Jesus does not say to simply baptize in his name.  Nor does He say to do it only in the Father’s name or the Holy Spirit.  We need all three.

We may not fully understand but we do believe.

In doing so, we are like the early disciples, who when they saw the risen Jesus, “worshipped but they doubted.

They had doubt because they did not understand all that had happened.  They saw Jesus risen but still struggled to understand.  While they had doubt, they believed, and so they gave worship. 

To worship is to give praise and honor to God.

We come to give worship this morning.  We praise and thank God for the good things He has done for us.  It doesn’t mean our lives are perfect.  It doesn’t mean we understand everything that is going on in our lives. 

Sometimes “worship” can seem like something we do to satisfy the rules.  We do the same thing over and over.  Worship is more than just a logistical act of doing something to please God.  Our worship to God is part of our relationship with him.

With that in mind, how would you describe God?

Do you think of God in terms of what He has done?  God is the creator of the world and all that is on it, including us.

God is the one who took his people the Israelites “from the midst of another nation” (Egypt).

God is the one who sent his Son Jesus to die for us. 

God did these things because He seeks a relationship with us.  He does this because He loves us.
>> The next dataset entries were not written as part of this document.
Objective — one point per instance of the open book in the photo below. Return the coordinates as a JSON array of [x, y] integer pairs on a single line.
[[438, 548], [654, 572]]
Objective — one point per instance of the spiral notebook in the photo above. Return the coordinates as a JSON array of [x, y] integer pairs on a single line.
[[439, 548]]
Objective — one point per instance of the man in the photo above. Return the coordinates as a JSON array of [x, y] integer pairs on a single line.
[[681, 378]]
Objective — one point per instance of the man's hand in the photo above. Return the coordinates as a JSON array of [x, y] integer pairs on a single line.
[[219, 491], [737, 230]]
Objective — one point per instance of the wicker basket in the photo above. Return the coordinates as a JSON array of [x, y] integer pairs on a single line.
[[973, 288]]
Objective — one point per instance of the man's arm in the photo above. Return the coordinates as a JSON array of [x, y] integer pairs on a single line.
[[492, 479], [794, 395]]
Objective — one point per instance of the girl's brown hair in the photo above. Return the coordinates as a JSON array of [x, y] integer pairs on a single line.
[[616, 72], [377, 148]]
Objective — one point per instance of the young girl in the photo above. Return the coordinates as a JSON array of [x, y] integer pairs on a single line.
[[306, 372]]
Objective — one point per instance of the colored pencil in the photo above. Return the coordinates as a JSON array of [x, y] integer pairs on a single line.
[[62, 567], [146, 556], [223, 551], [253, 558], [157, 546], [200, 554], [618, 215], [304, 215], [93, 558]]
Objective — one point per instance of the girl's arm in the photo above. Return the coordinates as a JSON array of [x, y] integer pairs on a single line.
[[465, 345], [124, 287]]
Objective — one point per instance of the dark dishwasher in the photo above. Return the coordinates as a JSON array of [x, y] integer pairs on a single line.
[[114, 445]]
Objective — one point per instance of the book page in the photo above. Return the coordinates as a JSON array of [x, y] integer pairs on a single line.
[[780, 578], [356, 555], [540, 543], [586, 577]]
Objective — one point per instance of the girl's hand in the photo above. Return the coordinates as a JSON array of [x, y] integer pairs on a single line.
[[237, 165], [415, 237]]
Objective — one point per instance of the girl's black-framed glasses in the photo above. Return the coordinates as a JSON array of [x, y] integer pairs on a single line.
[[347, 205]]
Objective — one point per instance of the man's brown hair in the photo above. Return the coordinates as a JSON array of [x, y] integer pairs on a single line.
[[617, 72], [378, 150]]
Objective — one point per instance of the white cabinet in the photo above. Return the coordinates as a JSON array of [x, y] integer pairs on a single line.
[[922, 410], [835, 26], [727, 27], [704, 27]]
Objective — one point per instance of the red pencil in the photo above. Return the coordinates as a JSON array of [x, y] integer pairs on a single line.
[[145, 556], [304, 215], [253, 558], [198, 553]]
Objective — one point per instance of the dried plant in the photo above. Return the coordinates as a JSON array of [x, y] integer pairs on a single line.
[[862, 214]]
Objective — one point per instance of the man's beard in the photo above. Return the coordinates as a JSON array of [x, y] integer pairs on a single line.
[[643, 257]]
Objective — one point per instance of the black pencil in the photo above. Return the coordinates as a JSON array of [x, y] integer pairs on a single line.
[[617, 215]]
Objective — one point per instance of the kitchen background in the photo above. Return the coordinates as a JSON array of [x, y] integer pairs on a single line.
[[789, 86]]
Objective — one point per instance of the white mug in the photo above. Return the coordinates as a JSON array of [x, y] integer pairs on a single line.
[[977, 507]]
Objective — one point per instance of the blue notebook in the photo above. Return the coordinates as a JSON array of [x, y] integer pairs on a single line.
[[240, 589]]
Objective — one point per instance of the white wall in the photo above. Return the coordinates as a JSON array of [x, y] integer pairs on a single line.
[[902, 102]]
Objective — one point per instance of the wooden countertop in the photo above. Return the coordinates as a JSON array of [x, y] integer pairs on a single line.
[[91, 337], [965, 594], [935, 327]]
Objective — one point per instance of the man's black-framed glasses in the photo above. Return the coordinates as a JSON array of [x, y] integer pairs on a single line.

Likewise, as Moses reminded the people, “You must keep his statutes and commandments.”  We do so not just because they are God’s rules.  We do so knowing God loves us and, loving him back, we trust him.

We are not slaves of God.  We are not just royal subjects of God.

No, as Paul writes, we, “led by the Spirit of God are sons of God.” 

How is it that we are children of God? 

Because God chooses to bestow “a Spirit of adoption” upon us.  God chooses us to be his children.  God does not make this choice because of what we have done.  God chooses to make us his children because He loves us.

Today we celebrate the Most Holy Trinity.  It is a relationship of three persons, Father, Son, and Holy Spirit, united in a perfect unity. 

Through the Spirit of adoption that we receive, God invites us into divine relationship.

We live in an imperfect world.  In the world we see broken trust and injustice.  In God we find justice and give our lives to the one who is completely trustworthy.

In this world, we face suffering.  We do not suffer alone.  We suffer with Christ who embraced the suffering of his Passion for us.  In sharing in his suffering, “we may also be glorified with him.

I asked earlier how you would describe God. 

I answered before speaking of God as our creator.  I spoke of God as the one who rescued his people from slavery in Egypt.  I spoke of Jesus as the one who died for us.

These events are matters of the mind, meaning they are part of our history.  However, they are more than just matters of the mind.

They are matters of the heart.  They speak of God’s love for us.  God cares for us.  God is our Father.  So, Jesus is our brother who dies for us.  Together, they send the Holy Spirit to bring us into relationship with them.

We may face suffering.  We may have doubts.  Still, we worship because we trust in Jesus’ words, “I am with you always.